Ian&Steve C. wrote: looks

Ian&Steve C. wrote:

looks like San-Fernando-Valley's Titan V, (Volta Architecture, precursor to Turing) on Windows, is having issue with these new tasks too. so it's not just me.

https://einsteinathome.org/host/12284149/tasks/6/0

looking more likely to be an issue with these tasks on certain architectures.

Oddly enough, I was just about to post about trouble on a different one of that same user's machines:

fast errors on host 12675571

The failure syndrome is utterly different from the one you reported on your four machines.  In this case the tasks error out quickly--about 22 seconds elapsed time on average.

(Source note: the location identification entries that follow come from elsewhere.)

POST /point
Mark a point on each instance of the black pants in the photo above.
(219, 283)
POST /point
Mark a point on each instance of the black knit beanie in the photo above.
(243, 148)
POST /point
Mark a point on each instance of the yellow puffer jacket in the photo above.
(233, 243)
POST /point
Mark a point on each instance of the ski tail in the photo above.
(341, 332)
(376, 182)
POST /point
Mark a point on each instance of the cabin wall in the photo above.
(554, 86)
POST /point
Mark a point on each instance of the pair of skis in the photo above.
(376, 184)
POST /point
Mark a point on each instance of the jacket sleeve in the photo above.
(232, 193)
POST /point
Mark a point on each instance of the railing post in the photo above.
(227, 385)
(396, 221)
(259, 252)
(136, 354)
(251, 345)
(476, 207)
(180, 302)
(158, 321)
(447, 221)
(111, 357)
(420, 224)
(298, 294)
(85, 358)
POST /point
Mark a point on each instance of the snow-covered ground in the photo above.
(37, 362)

possibly interesting stderr entries for this machine include:

ERROR: /home/bema/source/fermilat/src/bridge_fft_clfft.c:948: clFinish failed. status=-36
ERROR: opencl_ts_2_phase_diff_sorted() returned with error 7261931
21:36:33 (5124): [CRITICAL]: ERROR: MAIN() returned with error '-36'

This failing machine is a Windows 7 machine with this GPU reported:

GeForce GTX 1650 (4095MB)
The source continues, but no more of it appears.